David Carlisle wrote:
Dr. Johnson and every lexicographer since has used case as the least
significant, most rapidly varying element in ordering. The example I
have in front of me from the Concise Oxford Dictionary lists daily -
Dalmatian - dalmatic and I would not expect it to do anything else.
Dictionaries are not really a good example to follow here as they don't
have to deal with all strings, it probably doesn't list
DAILY or dalmatioN at all, but xsl:sort has to deal with these things.
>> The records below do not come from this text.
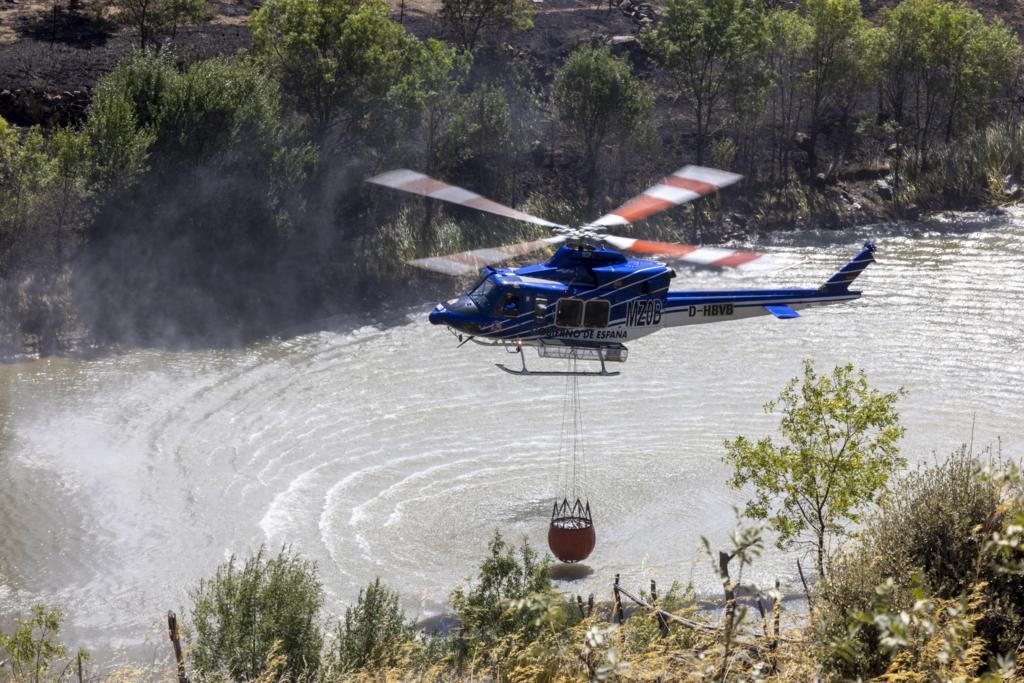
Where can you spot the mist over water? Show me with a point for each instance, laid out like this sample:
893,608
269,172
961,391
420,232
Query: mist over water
382,450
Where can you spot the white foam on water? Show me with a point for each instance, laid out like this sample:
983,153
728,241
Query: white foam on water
385,451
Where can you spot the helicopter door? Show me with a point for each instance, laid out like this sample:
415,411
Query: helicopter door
568,313
596,313
540,308
510,305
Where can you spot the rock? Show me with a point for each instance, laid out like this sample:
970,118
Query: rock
1012,188
538,153
884,189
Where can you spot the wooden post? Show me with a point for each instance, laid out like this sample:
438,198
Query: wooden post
175,636
617,607
730,608
662,624
776,617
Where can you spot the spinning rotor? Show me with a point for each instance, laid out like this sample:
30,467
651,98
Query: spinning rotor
686,184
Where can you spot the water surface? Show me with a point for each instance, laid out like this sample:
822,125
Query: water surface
382,450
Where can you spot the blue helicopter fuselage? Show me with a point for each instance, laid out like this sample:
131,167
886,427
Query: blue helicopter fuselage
597,297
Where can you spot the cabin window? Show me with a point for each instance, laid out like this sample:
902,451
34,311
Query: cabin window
510,305
481,294
540,308
568,313
596,313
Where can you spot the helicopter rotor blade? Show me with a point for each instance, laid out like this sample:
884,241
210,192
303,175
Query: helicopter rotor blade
471,261
707,256
684,185
418,183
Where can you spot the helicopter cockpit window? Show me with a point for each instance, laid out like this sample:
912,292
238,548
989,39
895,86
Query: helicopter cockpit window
568,313
481,294
596,314
510,305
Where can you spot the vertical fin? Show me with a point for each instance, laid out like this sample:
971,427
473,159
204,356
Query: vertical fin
841,281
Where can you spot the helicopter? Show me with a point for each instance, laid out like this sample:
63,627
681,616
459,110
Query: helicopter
588,299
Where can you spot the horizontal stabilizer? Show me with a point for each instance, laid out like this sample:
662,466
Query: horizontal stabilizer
781,311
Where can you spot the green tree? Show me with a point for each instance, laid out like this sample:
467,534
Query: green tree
942,66
157,18
116,145
242,613
597,96
707,45
840,450
374,631
333,56
35,648
467,22
788,36
506,574
428,90
837,60
478,137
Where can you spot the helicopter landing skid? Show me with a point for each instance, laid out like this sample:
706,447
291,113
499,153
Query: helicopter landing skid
572,353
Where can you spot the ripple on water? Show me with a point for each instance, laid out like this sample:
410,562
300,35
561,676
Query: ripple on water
381,450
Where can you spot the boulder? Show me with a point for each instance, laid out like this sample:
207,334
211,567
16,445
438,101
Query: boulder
884,189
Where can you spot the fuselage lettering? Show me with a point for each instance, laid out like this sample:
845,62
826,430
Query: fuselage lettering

I haven't seen anyone mention that in the general case it is not
possible for any XSLT implementation to define the appropriate collation
rules for all possible uses of sort--the variance even within a single
language is too great, as evidenced by, for example, the discussion of
back-of-the-book index sorting in the _Chicago Manual of Style_. In
addition, the Unicode standard is very clear that the ordering of
characters in the Unicode character set does not define the collation
sequence for any language or writing system. While most alphabetic
languages have a natural or default collation order, sylabic and
ideographic languages mostly do not.
For example, Simplified Chinese is collated in terms of its pin-yin
transliteration. That is, a character transliterated as "pi" would sort
under "p". But there is no universal agreement about what the
transliteration of every character is--some authorities might
transliterate "pi" as "bi", for example.
Not to mention that collation rules could vary within a single document.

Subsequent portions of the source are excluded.